In south Shropshire, a Roman gold amulet case dating to the post-medieval period (c. AD 200-400) was found in Pontesbury.

Emma-Kate Lanyon, curator for Shropshire Council's Museum and Archives Service, said: “Whistles like this example are thought to have been used for hunting with dogs or hawks.

Whitchurch Herald:

“Vervals were worn on a falcon’s leg to identify its owner, a bit like a dog tag and these two objects nicely sum up the importance of hunting as a pastime for the wealthy in Tudor and Stuart times.

“Dress hooks were used to fasten outer garments or to drape up skirt either to keep them above the muddy streets or to show off the rich fabric of the underskirt.


They are often made of precious silver and silver-gilt and are highly decorative.
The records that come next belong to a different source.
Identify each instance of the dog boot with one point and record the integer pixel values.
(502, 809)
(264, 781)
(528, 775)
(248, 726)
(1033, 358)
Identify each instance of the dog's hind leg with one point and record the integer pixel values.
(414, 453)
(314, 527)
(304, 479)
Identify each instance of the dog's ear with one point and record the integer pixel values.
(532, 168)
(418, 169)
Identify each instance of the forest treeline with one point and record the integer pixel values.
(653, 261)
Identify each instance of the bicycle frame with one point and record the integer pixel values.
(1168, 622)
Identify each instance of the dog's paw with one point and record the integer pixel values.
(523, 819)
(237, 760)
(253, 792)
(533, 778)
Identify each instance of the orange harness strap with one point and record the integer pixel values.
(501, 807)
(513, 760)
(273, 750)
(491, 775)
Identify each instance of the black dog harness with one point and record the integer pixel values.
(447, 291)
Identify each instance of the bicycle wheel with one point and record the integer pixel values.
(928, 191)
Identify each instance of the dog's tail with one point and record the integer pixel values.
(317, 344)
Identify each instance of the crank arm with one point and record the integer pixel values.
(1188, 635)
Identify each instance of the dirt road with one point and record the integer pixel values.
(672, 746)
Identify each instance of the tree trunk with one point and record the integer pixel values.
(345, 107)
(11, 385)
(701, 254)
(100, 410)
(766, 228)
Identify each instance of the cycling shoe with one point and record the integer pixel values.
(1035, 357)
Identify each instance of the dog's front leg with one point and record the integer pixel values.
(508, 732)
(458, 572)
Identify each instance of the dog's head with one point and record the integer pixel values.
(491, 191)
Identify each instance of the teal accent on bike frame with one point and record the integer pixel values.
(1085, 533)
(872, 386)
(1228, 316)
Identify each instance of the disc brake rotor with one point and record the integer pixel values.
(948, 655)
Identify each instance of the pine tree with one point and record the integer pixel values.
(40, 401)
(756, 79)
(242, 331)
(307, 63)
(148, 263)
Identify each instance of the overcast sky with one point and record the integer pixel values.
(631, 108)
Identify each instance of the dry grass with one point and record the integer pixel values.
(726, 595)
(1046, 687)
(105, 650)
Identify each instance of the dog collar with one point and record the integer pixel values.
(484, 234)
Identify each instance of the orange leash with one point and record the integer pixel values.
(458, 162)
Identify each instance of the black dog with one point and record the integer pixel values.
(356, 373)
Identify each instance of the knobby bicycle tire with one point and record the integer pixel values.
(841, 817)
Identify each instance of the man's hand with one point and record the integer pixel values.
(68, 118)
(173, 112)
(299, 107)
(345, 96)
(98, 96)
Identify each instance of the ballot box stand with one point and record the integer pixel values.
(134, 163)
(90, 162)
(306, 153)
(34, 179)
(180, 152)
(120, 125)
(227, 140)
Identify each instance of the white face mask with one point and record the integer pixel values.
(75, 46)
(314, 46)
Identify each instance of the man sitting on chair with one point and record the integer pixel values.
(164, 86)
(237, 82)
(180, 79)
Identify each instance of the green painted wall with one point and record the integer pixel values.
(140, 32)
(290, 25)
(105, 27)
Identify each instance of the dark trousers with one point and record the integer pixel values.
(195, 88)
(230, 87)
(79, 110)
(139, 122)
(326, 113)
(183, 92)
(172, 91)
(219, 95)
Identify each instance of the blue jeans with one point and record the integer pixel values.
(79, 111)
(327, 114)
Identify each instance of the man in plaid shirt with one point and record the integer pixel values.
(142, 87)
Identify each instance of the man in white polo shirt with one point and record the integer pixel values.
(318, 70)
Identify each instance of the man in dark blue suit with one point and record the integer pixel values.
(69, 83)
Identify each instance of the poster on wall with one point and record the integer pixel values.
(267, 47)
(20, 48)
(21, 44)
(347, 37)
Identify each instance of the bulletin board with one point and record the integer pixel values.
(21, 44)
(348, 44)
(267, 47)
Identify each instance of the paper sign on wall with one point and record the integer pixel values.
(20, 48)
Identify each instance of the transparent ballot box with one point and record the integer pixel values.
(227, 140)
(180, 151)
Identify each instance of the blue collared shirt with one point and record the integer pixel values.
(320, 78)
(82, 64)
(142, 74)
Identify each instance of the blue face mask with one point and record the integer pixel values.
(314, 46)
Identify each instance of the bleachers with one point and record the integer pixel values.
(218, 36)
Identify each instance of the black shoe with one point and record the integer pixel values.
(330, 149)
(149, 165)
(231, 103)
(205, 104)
Documentary evidence suggests that dress hooks were often owned in pairs, as records exist of them being gifted wills and listed in personal inventories.

“I imagine whoever lost this one was upset – it’s a really lovely example.”

She added: “The Roman gold amulet case is the third example to have been discovered in Shropshire.

“Although nationally a rare find, this example from Pontesbury follows earlier discoveries at Condover and Eaton Constantine.

Whitchurch Herald:

“This is clear evidence that the Roman troops stationed in Shropshire included a group of soldiers recruited from Pannonia, a Roman province situated where western Hungary is today.

“It is fascinating to imagine these men, far from home, wearing this personal reminder of the native culture, homeland and family.”

Shropshire Council added it will be applying for grant aid to help acquire the items to enhance its museum displays and keep them in the public domain.